Lunch and a Walk Around Monti

Another sunny day and another walk, this time to Monti on the other side of the Colosseum. Above is the Parco Dei Collio Oppio which houses Nero's house the Domus Area one of the most spectacular sites in Rome though it's unfortunately closed once again for ongoing restoration work. As usual our walk was upstaged by food. We stopped at Santa Maria Maggiore and by the time we left we were feeling hungry. It happened we were passing the much reviewed Trattoria Monti, on Via de San Vito. This is a restaurant with regional cooking for Les Marche.

 It has been on various recommended lists and blogs for years and a see it was in the New York Times once again in October. Reservations are recommended and reviews often mention other being turned away. But it's the off season, a Wednesday lunchtime in December and we were trying our luck. We were seated immediately. This is the charm of traveling at this time of year. When you don't have a reservation or any expectations and your alternative would have been a panini it's easy to be charmed, and we were.

The service was good and we enjoyed the food. I started with a zucchini sformatino with a carrot sauce which was light and delicious. D. had a small plate of mixed fritti which was less appealing to me, apart from  the fried meat stuffed olives which were excellent.  I moved on to stuffed rabbit with potatoes which had an aroma of truffle and D. enjoyed the rigatoni with sausage. 

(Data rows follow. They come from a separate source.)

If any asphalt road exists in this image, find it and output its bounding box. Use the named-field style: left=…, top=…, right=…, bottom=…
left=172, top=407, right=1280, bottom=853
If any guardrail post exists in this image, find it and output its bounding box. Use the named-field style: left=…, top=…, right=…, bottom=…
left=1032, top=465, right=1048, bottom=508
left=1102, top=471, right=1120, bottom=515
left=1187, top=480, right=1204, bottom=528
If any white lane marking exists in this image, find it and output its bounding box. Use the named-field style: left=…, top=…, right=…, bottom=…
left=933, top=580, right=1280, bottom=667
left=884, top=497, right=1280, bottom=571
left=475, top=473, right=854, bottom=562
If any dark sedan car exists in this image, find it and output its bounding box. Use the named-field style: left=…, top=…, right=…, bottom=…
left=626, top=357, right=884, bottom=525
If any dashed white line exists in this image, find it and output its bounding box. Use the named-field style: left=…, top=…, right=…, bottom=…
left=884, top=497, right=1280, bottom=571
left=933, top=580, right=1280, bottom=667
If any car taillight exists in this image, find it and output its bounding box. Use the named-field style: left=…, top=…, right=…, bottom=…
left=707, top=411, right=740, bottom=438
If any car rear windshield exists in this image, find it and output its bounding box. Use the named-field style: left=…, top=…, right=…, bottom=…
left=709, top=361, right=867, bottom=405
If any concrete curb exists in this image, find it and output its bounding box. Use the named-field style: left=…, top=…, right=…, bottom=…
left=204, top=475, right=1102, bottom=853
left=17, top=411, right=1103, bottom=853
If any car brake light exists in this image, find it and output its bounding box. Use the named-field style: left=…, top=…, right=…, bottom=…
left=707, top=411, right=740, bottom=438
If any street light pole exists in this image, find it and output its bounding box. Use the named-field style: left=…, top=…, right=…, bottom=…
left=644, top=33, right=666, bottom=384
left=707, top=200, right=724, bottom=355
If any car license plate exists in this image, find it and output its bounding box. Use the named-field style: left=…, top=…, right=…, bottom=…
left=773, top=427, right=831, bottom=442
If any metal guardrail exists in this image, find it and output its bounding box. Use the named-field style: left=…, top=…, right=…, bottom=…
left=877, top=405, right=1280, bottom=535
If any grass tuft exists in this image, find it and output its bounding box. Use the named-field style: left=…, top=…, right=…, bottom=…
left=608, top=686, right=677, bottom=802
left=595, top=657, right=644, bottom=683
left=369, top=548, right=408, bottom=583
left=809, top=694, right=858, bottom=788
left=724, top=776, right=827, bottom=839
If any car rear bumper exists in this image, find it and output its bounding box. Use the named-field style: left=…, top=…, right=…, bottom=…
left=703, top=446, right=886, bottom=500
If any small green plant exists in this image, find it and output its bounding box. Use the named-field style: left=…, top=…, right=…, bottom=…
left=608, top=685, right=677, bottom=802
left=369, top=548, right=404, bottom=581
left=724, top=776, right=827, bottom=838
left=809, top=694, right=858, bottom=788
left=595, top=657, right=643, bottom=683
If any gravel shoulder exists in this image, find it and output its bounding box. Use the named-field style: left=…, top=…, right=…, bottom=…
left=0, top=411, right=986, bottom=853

When we were in the Testaccio market we saw puntarelle (which is a type of chicory) being carefully cleaned and were very curious to try it. After it is trimmed, cleaned and cut, it's placed in water which makes it curl - as you can see below. It wasn't on the menu at Trattoria Monti but they had roasted radicchio, which is also in season. When we asked about Puntarelle they said they did have it and we could order it instead. We had no idea how it would be served and it come to the table cold and lightly dressed. It was very interesting to try, crisp, slightly bitter and quite refeshing. According to some comments on Elizabeth Minchelli's blog it's sold at the Berkeley Farmer's market.
Like much of the food we ate on a previous trip to Le Marche the food was simple, precise and enjoyable. The wine was a fragrant red from Les Marche, dry and interesting. I would certainly return but I'm a little baffled by some of the hype in the blog-a-sphere.  I'm beginning to think we're spoiled by the food we've eaten in rural Italy and particularly Puglia.

Not only was our walk upstaged by food but now my blog post is going the same way! Suffice it to say Monti is a lovely district on the far side of the Colosseum, trendy, diverse and attractive. As part of our stroll we stopped into San Pietro in Vincoli the church named after St. Peter in chains because the chains themselves are stored in a reliquary under the main altar. They can be seen in the picture below. I do love a good relic and it's hard to top this one.
Nearby is the Leonardo sculpture of Moses completed for the tomb of Pope Julius II. 
Here are some additional images from the quarter showing a variety of architectural styles. I would certainly consider staying in Monti on a future trip.